The correction values for the Analog version of the Radio Shack SPL meter have been floating around for years. The microphone on the unit is not sensitive at the extreme low end. As I understand it, the values were determined by a group of folks who compared the Radio Shack unit to professional grade calibrated microphones. I'll dig around a little and see if I can find the original source of the numbers I posted. Keep in mind, unless you do ground plane measurements outside and away from buildings, you are also measuring room gain.

Eric
 
!!THANKS a TON!!

How far away from the sub should I hold the SPL meter for the most accurate readings? And do the correction values apply to the ratio shack digital version of their spl meter as well? And do you have any suggestions on where I should conduct the test for the most accurate results? Big room, small room, or outside? Also what would be the ideal place to put the sub for accurate readings? In the middle of the room, ageist a wall?
Also would a tone generator on a computer work well?

Thanks a ton,
Slice :devily:
 
Try putting the sub as close as possible to your listening position and moving around the room.

By doing this, you've reversed positions and can make a close approximation to the best position for your sub.

I use a signal generator whenever I want to test my system. I don't know who makes them now, mine is a Heathkit garage sale find.

It's also fun for finding out the high frequency limits of your hearing. I'm done at 14K cycles.

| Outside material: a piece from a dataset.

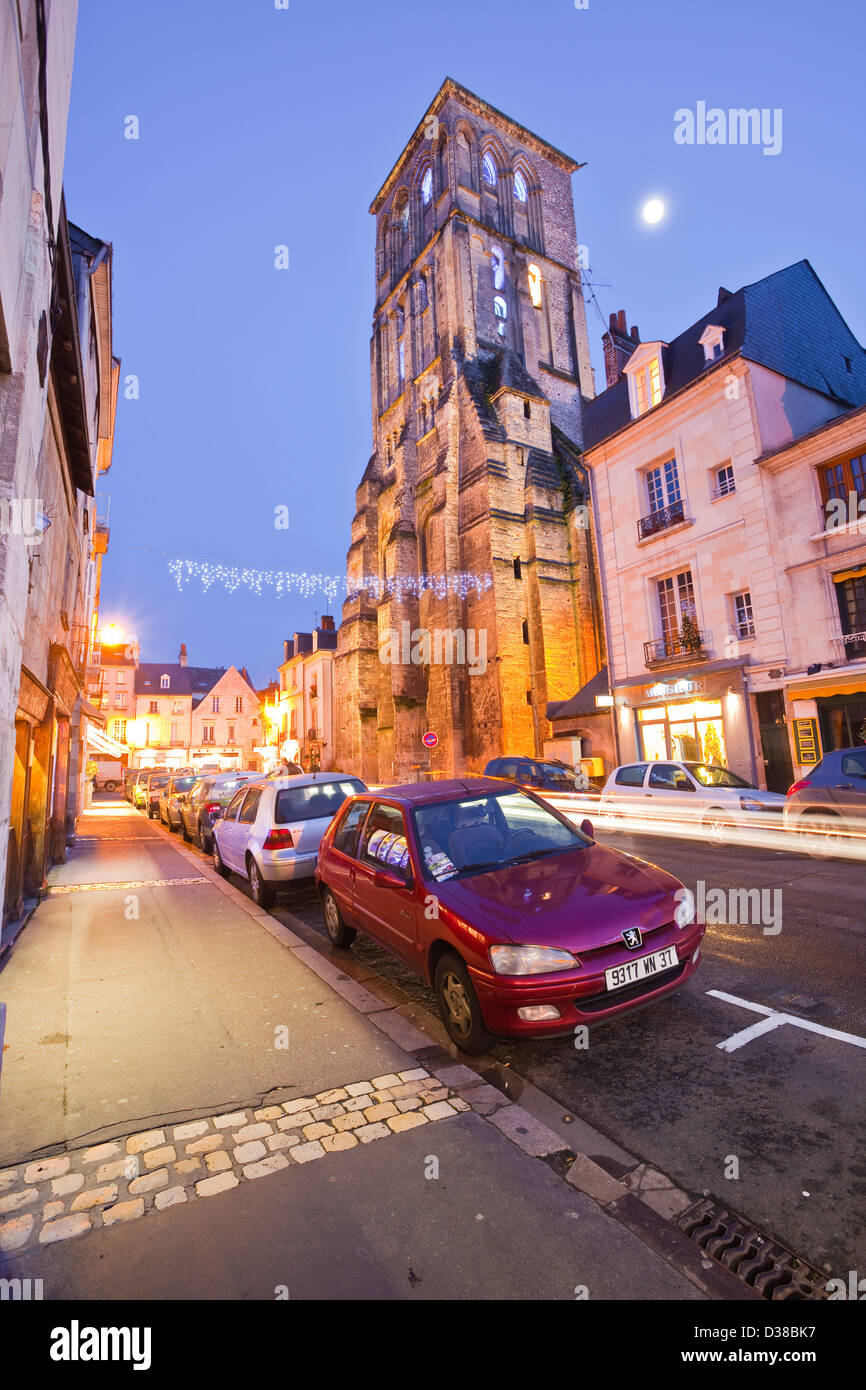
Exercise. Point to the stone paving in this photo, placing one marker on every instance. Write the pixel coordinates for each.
(70, 1194)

My kids can hear 19K.

Have fun!

Lee
 
???

Ok I think I will conduct both tests to see how they compare. I will do it both in my listening room (family room) and outside. Thanks for the info and answering my questions but I still have no idea on how close I should hold the spl meter to the sub or both types of tests? Should I hold it at my listening position on my inside test? Where should I hold it for both tests?

Thanks,
Slice
 
If you hold it at your listening position it shows you the room iteraction and actually what you will hear.

You can do also nearfield test with mike very close to driver (2")and it shows you what driver is producing. If you have additional slots, holes, tunnels in the box you have to measure them too and add the individual responses.
 
Well, what do you mean?

Well, what do you mean?

The enclosure is a ported enclosure with 2 Cu Ft. internal volume after displacement for driver and port. I am sorry if I am coming across as stupid or ignorant but Peter Daniel what do you mean by “If you have additional slots, holes, tunnels in the box you have to measure them too and add the individual responses”? I am a little confused by this, what do you mean? I am not sure how to interpret what you said. Do you mean average the entire test results or what?